The latest Security Index report from the Lieberman Research Group that was conducted on behalf of Unisys shows a sharp increase in concerns over all aspects of security, even before the recent killing of arch-terrorist Osama Bin Laden. What remains to be seen, however, is whether all these increased anxieties will lead to any fundamental changes in end-user behavior.
Patricia Titus, chief information security officer (CISO) for Unisys, makes an analogy between owning a car and a computer. We train people how to drive because people can get hurt if someone doesn't know how to drive. People can also be harmed by systems that have been hacked or appropriated by malware, but we typically don't teach end users how to maintain the digital hygiene of their systems.

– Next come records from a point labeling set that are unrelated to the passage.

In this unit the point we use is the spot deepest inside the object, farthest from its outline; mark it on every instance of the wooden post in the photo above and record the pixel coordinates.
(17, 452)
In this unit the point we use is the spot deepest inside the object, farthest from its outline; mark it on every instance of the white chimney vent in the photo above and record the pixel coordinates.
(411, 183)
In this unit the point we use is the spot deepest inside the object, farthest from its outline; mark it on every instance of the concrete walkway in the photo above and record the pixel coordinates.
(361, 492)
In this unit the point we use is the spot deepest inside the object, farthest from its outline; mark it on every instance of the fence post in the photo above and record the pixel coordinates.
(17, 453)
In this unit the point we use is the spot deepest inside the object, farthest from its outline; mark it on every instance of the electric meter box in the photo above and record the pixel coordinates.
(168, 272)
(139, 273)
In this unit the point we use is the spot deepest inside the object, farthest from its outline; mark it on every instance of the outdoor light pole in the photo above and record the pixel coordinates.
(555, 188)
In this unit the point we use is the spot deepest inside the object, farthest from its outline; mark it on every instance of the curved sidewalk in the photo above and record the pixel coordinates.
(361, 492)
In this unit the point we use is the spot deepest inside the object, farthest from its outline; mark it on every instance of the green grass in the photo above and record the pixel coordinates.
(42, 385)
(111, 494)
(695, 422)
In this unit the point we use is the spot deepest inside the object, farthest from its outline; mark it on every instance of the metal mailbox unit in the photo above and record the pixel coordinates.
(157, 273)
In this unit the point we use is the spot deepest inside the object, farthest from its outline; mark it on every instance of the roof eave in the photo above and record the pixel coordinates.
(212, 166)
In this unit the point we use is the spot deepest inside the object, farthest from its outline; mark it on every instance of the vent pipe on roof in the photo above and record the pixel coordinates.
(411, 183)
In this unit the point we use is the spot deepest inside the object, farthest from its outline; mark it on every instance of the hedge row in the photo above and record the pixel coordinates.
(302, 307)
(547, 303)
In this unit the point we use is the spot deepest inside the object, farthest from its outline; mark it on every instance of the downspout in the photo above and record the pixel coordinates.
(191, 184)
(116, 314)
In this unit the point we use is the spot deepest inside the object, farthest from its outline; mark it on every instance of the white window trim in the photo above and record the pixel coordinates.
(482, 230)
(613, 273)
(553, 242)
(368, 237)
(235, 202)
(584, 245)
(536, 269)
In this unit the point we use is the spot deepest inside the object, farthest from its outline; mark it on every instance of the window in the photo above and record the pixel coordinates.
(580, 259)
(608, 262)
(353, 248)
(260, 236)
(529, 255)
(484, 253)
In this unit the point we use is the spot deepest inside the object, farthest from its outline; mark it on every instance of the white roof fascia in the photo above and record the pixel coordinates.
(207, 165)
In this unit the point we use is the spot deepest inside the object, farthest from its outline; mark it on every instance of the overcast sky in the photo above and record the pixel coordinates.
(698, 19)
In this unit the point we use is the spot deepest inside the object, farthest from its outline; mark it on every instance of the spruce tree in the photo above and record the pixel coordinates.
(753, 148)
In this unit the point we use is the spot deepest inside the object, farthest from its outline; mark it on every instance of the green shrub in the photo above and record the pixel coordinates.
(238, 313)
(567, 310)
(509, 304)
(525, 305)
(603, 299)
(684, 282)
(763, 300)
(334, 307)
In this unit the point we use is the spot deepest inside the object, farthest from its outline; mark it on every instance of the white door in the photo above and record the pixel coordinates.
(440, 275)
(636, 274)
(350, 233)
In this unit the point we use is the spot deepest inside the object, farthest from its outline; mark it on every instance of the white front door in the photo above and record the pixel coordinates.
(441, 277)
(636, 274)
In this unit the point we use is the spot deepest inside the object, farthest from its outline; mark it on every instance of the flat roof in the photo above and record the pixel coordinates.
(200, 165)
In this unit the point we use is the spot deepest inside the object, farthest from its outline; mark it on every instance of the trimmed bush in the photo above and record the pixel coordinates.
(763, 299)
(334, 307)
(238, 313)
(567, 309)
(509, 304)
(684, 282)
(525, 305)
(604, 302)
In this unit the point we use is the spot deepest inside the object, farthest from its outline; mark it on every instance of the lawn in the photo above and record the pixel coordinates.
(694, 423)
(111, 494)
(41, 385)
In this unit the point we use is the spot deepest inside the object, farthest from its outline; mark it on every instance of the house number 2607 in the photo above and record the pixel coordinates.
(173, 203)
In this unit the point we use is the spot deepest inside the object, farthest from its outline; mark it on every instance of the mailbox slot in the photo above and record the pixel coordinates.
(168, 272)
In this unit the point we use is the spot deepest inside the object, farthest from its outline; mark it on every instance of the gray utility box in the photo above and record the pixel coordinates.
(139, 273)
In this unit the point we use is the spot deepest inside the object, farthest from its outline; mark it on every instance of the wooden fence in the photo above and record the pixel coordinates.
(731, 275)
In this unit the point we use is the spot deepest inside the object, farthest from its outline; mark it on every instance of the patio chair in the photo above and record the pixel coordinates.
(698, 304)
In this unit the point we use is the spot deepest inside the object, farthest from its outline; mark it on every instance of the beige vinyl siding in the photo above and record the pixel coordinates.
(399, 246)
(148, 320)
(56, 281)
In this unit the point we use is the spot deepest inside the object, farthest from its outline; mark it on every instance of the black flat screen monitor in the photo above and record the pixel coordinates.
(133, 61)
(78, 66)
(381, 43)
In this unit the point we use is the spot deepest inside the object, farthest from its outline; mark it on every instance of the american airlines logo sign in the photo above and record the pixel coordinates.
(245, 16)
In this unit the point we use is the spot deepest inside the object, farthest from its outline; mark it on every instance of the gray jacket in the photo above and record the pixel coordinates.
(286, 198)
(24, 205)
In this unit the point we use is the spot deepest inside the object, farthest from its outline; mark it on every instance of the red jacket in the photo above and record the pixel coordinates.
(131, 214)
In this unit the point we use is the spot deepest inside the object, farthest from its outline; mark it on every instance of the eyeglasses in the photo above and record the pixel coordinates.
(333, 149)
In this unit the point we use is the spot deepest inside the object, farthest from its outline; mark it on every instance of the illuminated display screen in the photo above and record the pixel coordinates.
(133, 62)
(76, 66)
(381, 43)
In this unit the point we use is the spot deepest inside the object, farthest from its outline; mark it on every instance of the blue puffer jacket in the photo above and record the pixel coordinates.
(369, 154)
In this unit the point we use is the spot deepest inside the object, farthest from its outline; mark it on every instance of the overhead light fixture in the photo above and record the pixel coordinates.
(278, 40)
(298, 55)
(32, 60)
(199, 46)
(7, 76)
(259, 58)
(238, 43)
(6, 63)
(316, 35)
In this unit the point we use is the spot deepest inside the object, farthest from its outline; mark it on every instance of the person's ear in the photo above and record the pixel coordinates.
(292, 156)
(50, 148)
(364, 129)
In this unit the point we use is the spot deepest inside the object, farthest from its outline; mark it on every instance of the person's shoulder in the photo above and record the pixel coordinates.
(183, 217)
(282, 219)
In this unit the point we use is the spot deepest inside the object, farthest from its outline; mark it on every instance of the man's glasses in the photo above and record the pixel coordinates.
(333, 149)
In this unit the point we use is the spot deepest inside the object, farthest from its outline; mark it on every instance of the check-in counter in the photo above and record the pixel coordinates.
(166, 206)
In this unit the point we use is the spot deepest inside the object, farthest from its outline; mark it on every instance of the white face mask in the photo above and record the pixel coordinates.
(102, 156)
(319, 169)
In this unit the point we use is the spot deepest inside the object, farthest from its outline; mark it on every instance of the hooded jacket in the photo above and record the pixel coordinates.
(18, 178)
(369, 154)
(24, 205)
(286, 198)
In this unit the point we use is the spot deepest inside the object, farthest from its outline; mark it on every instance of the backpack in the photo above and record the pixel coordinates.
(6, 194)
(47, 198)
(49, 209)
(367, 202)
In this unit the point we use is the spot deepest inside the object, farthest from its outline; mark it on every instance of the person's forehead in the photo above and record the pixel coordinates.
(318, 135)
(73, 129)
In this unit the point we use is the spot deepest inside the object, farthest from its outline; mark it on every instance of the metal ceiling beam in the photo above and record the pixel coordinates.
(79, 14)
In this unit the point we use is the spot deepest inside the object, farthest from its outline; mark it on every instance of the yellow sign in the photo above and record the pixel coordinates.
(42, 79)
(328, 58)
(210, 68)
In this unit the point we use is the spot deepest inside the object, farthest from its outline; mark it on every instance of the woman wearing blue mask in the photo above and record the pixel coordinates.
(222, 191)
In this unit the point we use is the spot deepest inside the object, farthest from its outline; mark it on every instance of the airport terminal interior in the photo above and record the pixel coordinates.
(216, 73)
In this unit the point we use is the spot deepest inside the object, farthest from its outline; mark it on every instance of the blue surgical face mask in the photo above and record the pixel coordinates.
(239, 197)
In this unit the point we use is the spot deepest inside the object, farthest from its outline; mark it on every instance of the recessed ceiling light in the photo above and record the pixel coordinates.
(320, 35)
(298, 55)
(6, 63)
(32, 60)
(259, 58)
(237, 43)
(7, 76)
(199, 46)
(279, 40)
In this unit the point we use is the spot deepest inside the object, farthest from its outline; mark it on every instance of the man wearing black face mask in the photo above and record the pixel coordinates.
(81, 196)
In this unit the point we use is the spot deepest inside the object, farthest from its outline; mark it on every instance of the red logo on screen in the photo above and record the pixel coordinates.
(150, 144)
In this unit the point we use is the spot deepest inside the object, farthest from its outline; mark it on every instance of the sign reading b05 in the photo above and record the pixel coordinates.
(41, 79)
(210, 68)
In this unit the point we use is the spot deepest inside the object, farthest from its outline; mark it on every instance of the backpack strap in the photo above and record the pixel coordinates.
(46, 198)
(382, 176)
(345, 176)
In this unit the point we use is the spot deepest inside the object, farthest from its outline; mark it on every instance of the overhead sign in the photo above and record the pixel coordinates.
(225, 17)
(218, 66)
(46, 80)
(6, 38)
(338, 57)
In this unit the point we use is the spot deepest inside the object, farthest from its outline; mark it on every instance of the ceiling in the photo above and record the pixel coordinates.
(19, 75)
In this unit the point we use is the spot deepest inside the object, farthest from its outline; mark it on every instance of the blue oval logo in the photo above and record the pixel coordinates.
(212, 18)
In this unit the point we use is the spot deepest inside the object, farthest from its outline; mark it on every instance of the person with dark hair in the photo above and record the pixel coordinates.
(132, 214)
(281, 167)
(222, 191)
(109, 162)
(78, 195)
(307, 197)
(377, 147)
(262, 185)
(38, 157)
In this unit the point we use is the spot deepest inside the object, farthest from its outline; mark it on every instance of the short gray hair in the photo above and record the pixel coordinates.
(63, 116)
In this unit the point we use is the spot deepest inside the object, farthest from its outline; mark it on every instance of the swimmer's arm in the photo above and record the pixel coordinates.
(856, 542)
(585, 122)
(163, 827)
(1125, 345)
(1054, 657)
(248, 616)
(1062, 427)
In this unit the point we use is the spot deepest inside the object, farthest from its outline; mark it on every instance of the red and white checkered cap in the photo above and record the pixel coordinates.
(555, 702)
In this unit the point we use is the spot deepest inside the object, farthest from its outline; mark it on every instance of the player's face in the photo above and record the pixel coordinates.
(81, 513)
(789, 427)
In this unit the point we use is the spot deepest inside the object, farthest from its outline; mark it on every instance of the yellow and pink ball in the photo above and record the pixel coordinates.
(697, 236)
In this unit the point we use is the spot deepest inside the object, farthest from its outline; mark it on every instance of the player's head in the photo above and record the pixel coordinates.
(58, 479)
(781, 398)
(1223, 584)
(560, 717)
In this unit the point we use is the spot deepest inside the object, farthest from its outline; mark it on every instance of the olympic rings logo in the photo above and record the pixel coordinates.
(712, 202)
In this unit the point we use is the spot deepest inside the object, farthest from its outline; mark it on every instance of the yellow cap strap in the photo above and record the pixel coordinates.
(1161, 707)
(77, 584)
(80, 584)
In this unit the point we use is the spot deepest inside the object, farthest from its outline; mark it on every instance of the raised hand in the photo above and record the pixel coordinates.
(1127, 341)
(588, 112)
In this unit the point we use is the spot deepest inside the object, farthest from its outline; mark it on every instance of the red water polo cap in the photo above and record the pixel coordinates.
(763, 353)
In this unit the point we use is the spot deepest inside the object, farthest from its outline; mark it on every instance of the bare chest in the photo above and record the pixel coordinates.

Obviously, people are not getting killed by their computers on a daily basis. But with the growing popularity of first smartphones and now tablet devices, more people are on the Internet than ever. It's really only a matter of time before we see these classes of systems being systematically compromised, which could have major implications for how people not only use these devices, but also the businesses that depend on the Internet to deliver services. In addition, most people taking the survey also recognized the inherent vulnerability of the Internet, which could lead to any number of catastrophic events.
Fear naturally tends to increase in difficult economic times. But the one thing that difficult times bring is more of a willingness to listen to our fears. If that's the case, then maybe the best time to launch a major computer security education effort is now because once good times do return, it'll be a whole lot harder to get end users to pay attention to IT security.